Play with FOSS, a half-day long open source event, gathered over 250+ FOSS enthusiasts at the SLIIT Malabe Campus. This event presented the excellent opportunity to connect with the unique blend of FOSS community members, users and industry developers. The half-day long event was filled with talks on the latest Linux and its development, sessions on how to start contributing to FOSS, coding sessions, hacking with Kali Linux, and a whole lot more.
While shouting “Hi!” to few of the participants, I discovered something that really delighted me: I found some students who travelled all the way from Kandy and Matara just to learn and gain some insights on Free and Open Source Software (yes, that’s what FOSS stands for)
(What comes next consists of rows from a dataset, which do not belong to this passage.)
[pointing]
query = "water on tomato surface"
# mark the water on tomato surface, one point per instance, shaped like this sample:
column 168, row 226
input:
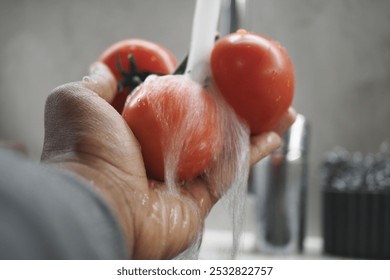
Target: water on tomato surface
column 230, row 168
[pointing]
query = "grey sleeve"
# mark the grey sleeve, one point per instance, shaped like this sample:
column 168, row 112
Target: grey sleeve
column 46, row 213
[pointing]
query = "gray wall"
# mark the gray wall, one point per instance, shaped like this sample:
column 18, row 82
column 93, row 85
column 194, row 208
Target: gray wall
column 340, row 49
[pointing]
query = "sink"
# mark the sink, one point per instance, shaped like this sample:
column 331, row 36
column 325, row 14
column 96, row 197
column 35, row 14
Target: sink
column 217, row 244
column 217, row 239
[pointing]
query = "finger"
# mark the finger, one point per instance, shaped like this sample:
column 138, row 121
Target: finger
column 101, row 81
column 262, row 145
column 286, row 121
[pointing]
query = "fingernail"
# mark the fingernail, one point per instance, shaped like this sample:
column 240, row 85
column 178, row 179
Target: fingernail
column 96, row 69
column 273, row 139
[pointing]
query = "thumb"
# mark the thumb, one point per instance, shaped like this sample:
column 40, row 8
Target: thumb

Free and Open Source Software portray different meaning from standard freeware that you get all over. What FOSS gives you is the freedom to use it as you wish – you are free to explore it, develop it, configure it or distribute it, irrespective of proprietary software.
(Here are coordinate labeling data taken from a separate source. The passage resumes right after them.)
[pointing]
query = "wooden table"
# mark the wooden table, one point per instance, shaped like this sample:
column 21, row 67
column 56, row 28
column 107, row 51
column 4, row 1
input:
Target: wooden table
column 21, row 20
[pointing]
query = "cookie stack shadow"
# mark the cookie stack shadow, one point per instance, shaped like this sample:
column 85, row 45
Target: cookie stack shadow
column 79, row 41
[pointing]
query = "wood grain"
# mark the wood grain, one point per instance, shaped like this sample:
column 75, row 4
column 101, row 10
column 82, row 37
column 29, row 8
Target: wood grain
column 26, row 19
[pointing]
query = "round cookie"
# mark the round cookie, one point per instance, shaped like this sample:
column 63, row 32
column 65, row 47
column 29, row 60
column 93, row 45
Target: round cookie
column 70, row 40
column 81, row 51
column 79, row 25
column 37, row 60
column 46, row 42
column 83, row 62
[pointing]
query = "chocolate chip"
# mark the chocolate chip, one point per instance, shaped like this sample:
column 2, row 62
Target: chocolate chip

Unfortunately, there are a lot of people who know little or nothing about FOSS. Hence the primary motive of Play with FOSS was to get the message out a bit more.
The Event itself
Tech talks on FOSS were pretty much the order of the day. We had three: firstly, Ishan Ambanwela, Java programmer and a graduate of University of Peradeniya, gave a thorough introduction to Linux from scratch – from history to current status, pros, cons, file systems, kernel architecture and more, stressing the open nature of Linux itself.
Participants were also treated to a live demo on Hacking with Kali Linux, by Randika Ariyarathna, a graduate of University of Jaffna.. Lolitha Ratnayake went on to discuss the Raspberry Pi and its applications.
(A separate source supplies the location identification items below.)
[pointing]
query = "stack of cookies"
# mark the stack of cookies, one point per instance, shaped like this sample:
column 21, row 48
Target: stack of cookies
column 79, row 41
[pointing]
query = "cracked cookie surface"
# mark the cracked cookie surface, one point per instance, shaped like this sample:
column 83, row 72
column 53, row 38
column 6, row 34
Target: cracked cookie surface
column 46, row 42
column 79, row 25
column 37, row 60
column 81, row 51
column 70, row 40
Erandika Umal, Head of CMB ISQ Mobile practice and Performance Testing CEG at Virtusa, took the stage then, to give an idea about SQL injection attack. He started off his presentation by asking the obvious question: what is SQL injection? No answer from the audience. None. Explaining it, Erandika pulled off a live demo, demonstrating how to break in as well as how to defend against an SQL injection attack.
Ramindu Deshapriya (Sahana Vesuvius at Sahana Software Foundation and graduate of the University of Moratuwa), took the stage last for the final speech – a call to action on how Sri Lankan students can (and should) contribute to FOSS.